Shopkeepers and foreign workers say scenes of disturbance, due mainly to spats among the workers, are common on the weekends but never on the scale and intensity seen during Sunday's riot.
An angry mob of about 400 South Asian workers turned on police officers after an Indian national was hit by a private bus.
Bengali newspaper Banglar Kantha editor A. K. M. Mohsin, whose office is in Rowell Road, said: "Fights happen every Sunday. But things are settled quickly when other workers stop the fight or the police come."
Foreign workers who were interviewed said their spirits are at the highest at about 8pm. By then, they would have indulged in food and alcohol for a few hours.

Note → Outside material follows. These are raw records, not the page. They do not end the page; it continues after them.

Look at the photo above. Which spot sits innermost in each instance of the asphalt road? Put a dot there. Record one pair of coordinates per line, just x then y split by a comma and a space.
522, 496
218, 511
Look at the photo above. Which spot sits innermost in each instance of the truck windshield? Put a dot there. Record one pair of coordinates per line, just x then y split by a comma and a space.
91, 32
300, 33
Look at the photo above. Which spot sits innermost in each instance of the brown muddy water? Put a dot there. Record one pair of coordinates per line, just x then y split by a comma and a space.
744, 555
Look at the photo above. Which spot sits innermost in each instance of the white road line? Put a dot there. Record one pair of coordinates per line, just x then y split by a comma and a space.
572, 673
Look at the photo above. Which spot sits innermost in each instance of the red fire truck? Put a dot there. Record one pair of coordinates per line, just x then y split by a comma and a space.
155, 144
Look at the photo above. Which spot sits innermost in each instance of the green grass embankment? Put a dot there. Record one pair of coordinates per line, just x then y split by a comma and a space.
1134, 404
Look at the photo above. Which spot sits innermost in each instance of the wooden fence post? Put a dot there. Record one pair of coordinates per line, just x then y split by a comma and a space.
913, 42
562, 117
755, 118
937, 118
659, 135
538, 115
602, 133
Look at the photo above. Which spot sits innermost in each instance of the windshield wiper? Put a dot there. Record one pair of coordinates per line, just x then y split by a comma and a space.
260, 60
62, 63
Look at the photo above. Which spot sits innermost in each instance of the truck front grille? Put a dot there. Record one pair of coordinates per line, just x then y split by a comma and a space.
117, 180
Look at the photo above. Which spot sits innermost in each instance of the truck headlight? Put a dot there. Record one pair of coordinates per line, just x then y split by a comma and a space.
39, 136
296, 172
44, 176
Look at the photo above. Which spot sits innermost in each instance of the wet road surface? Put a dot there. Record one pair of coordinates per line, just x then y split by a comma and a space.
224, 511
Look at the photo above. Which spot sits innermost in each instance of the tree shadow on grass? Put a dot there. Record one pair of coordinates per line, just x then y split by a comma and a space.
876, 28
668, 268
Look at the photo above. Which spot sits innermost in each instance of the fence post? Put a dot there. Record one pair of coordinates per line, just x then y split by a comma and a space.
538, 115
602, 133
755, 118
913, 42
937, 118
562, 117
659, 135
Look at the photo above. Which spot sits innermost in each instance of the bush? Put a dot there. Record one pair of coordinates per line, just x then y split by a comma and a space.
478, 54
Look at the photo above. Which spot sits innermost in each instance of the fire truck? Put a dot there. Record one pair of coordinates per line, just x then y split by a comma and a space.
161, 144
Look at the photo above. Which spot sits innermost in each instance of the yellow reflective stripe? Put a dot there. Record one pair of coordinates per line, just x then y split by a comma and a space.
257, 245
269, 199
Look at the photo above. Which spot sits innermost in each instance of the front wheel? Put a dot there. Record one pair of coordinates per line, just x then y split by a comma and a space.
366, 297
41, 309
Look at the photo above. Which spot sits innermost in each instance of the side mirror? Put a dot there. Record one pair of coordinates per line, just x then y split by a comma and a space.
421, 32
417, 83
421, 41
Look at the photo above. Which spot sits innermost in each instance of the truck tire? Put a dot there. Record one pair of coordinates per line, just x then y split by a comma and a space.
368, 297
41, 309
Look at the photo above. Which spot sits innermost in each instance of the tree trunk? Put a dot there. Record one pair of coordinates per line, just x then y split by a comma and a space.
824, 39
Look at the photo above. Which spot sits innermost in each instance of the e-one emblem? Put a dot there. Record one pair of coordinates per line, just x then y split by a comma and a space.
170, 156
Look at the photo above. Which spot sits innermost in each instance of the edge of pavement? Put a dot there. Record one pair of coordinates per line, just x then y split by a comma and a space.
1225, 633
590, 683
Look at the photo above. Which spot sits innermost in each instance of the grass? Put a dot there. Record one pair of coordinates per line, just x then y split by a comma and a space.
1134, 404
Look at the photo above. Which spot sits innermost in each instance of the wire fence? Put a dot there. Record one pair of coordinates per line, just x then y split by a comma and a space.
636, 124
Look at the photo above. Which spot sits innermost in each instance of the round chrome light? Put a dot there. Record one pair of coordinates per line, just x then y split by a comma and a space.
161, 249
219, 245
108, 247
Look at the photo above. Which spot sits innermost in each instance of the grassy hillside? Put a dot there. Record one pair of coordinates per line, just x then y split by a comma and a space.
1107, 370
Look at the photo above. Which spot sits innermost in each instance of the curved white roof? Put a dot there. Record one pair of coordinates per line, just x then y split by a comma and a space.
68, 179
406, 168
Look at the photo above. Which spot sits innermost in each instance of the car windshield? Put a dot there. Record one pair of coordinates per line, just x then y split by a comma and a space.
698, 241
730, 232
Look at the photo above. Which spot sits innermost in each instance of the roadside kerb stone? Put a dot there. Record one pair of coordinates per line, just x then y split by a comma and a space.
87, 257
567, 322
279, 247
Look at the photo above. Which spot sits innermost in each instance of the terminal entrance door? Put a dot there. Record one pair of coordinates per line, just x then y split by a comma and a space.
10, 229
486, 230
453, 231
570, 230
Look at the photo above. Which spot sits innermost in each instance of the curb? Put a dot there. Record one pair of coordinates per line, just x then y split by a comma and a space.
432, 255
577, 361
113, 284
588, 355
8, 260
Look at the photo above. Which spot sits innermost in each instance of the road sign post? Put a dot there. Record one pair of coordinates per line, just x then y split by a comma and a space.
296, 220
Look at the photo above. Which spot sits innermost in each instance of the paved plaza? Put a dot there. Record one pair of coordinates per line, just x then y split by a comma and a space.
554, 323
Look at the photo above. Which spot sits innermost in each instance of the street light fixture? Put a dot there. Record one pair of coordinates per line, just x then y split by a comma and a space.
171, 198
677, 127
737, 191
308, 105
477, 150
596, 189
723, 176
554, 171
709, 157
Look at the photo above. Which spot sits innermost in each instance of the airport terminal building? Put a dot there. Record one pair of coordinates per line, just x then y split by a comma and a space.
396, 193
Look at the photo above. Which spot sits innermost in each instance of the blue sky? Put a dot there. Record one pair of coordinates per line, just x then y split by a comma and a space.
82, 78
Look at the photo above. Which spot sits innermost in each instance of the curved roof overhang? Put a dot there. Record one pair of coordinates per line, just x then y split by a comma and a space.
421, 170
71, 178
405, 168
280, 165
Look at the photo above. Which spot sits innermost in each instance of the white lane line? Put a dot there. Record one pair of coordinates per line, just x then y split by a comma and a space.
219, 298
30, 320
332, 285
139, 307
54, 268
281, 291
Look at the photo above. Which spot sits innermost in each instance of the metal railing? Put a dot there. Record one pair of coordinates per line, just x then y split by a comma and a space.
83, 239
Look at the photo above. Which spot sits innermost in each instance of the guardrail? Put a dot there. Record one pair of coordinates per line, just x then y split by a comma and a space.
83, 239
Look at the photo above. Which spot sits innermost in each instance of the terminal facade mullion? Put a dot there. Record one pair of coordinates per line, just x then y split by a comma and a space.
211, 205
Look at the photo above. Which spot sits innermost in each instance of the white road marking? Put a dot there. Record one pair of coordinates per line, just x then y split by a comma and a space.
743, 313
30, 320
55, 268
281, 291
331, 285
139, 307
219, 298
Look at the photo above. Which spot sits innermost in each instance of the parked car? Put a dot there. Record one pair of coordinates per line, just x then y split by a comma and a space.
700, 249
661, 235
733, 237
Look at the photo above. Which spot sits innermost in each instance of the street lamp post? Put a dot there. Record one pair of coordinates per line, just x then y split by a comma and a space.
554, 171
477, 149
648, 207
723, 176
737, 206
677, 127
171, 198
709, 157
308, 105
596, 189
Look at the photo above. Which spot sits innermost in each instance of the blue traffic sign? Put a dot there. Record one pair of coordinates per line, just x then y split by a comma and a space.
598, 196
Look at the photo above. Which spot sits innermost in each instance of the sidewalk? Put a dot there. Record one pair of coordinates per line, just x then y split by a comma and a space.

For thousands of Indian national and Bangladeshi workers, their Sunday jaunt to Little India starts at around 4pm. They descend on the district in shuttle buses that ferry them from dormitories in remote areas of Singapore such as Tuas and Changi. The buses drop them off at the distinct areas in which Indian and Bangladeshi workers typically congregate.
The Bangladeshis alight at the streets near Mustafa Centre in Syed Alwi Road. The area around Race Course Road, where the riot took place, is the "home ground" of the Indian national workers.
The first thing the men typically do once they are in Little India is to send money to loved ones at home. Indian national workers head in small groups to money- transfer companies. The Bangladeshis turn to hundi or remittance men stationed outside Serangoon Plaza, who promise to send the money but do not issue receipts.
The men proceed to provision shops to buy groceries. By about 6pm, they are usually done with their errands and start to unwind.
Beer cans are seen as must-have items, and the workers pick these up at the ubiquitous liquor stores in the neighbourhood.